ASSIMI GOITA : Un nouveau départ entre espoir et doutes

ASSIMI GOITA : Un nouveau départ entre espoir et doutes

 

Lundi 7 juin 2021, le CICB a accueilli la prestation de serment de Assimi Goïta en qualité de Président de la Transition, neuf mois après le début de celle-ci. Dans son discours, le Président Assimi Goïta a donné sa vision, appelé à l’Union et donné des gages à la communauté internationale.

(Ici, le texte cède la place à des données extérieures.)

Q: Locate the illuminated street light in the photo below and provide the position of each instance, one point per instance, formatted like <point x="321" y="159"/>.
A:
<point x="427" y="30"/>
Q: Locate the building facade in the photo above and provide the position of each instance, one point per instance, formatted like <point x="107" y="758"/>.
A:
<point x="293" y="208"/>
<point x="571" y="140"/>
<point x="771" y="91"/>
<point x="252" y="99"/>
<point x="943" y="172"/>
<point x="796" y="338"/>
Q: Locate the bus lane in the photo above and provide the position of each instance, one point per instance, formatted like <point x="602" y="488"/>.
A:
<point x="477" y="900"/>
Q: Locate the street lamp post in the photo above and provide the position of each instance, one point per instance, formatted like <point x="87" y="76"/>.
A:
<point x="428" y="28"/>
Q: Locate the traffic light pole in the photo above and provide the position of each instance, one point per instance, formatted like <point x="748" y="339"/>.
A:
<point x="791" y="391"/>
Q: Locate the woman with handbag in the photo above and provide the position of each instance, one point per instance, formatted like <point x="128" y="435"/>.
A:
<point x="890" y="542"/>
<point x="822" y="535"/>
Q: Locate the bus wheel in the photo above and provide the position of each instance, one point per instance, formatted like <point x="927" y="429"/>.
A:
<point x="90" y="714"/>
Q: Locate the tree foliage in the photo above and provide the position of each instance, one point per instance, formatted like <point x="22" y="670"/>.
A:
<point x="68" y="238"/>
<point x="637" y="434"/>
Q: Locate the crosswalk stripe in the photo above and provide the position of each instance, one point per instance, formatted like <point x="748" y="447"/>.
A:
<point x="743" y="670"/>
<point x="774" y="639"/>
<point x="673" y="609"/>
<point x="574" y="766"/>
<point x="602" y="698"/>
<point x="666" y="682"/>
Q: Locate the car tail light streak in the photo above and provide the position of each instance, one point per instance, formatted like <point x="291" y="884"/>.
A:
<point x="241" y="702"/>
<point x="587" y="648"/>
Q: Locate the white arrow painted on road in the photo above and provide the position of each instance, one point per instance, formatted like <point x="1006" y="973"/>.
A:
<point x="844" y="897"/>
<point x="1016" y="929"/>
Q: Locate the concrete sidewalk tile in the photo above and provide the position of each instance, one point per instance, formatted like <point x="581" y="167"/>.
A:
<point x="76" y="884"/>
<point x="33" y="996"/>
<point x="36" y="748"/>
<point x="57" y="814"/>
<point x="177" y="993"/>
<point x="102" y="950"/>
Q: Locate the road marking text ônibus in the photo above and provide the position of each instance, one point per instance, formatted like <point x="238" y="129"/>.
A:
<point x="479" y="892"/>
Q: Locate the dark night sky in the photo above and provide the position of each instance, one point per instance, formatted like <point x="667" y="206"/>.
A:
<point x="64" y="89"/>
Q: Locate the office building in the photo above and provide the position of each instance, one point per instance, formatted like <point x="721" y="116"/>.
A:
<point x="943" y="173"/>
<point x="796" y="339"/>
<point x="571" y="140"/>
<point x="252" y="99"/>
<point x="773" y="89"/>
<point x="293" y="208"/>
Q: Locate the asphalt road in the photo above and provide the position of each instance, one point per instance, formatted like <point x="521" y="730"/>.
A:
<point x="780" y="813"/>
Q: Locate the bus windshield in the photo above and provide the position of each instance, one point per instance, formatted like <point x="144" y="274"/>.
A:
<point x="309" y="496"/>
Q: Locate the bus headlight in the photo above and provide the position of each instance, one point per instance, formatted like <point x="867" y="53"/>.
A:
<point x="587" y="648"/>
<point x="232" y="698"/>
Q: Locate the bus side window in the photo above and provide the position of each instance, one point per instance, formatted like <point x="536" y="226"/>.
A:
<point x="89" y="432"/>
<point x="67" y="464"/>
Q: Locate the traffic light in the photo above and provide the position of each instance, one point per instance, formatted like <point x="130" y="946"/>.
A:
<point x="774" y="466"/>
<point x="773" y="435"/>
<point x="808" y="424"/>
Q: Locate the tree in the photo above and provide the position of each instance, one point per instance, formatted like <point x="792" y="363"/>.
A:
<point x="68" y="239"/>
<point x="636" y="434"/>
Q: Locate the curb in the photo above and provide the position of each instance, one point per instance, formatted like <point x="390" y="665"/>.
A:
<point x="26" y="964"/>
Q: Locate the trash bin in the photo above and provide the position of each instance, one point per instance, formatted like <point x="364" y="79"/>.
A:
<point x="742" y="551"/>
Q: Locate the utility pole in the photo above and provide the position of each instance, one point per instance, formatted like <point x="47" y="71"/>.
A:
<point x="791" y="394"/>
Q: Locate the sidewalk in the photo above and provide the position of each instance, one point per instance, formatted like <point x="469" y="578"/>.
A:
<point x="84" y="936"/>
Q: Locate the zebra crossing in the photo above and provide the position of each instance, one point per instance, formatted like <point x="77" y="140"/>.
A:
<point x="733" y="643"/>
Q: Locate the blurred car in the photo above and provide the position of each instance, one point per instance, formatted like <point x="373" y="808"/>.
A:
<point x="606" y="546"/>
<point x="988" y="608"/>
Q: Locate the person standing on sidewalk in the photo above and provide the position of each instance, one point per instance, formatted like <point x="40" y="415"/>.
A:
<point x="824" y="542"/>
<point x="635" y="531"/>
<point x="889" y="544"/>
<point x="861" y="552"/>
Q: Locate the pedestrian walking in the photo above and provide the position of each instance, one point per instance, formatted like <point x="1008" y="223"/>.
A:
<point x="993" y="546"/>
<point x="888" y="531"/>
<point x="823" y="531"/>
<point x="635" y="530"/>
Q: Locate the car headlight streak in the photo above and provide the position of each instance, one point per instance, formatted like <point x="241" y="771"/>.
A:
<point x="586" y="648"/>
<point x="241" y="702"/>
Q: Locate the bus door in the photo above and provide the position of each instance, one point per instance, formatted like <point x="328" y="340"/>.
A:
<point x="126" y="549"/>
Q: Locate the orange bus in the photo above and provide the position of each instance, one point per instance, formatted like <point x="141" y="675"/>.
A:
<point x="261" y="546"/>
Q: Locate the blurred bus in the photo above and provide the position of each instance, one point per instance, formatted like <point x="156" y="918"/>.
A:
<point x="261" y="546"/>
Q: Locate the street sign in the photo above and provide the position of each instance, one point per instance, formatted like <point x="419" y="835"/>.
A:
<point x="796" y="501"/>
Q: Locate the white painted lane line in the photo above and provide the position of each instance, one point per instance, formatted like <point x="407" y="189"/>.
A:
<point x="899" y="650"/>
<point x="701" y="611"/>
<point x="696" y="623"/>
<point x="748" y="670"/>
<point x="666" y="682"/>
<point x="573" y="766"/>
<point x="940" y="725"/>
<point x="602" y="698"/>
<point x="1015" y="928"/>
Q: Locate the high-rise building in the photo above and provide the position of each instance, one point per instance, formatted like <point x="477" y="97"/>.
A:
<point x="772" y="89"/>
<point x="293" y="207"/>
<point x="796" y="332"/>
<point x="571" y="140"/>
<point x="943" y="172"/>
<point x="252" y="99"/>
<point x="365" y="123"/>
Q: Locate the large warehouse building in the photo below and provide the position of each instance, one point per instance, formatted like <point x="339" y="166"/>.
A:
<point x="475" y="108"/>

Les axes principaux de ce discours sont, entre autres, le dialogue pour apaiser la grogne sociale, rassuré la poursuite de la mise en œuvre de l’accord de paix, ou encore la réduction du train de vie de l’Etat.
Des engagements forts et une volonté de rassembler les maliens autour de l’essentiel. Dans une autre mesure, Assimi a tenu à remercier la communauté internationale pour ses efforts et s’engage à respecter tous les engagements du Mali.

Rassurant, Assimi Goita se voulait aussi clair sur les actions prochaines de l’Etat qui, selon lui, se feront, « pour et dans l’intérêt supérieur de la Nation ».

Mais où se situe cet « intérêt supérieur » du Mali ? Entre les mains de la communauté internationale, qui tente d’assister un pays malade, en quête de thérapie générale, ou entre les mains de ses fils qui peinent à s’unir pour le renouveau.

Sans perdre de temps, pour le renouveau, Assimi Goita a, d’ores et déjà, campé le décor, en décidant d’« allouer les deux tiers du fond de souveraineté du président… aux œuvres socio-sanitaires… ». Attendu sur ce chantier de la réduction des charges de l’Etat, Assimi Goita entend consacrer « un milliard huit cent millions » sur son fond de souveraineté pour l’accès aux services sociaux de base dans des zones difficiles de notre pays.

Une des plus grandes attentes des maliens concerne la justice qui, malheureusement, est le plus grand « oublié » du discours. L’audit des fonds alloués à la Loi d’orientation et de Programmation Militaire (LOPM) et à la Loi d’Orientation pour la sécurité intérieure (LOPSI), les poursuites des auteurs cités dans les rapports du vérificateur général, permettrait une large participation de la justice, soutiendrait les ambitions du renouveau portées par les nouvelles autorités du pays ; et mieux permettraient d’avoir des indicateurs de performances et d’assurances pour des partenaires.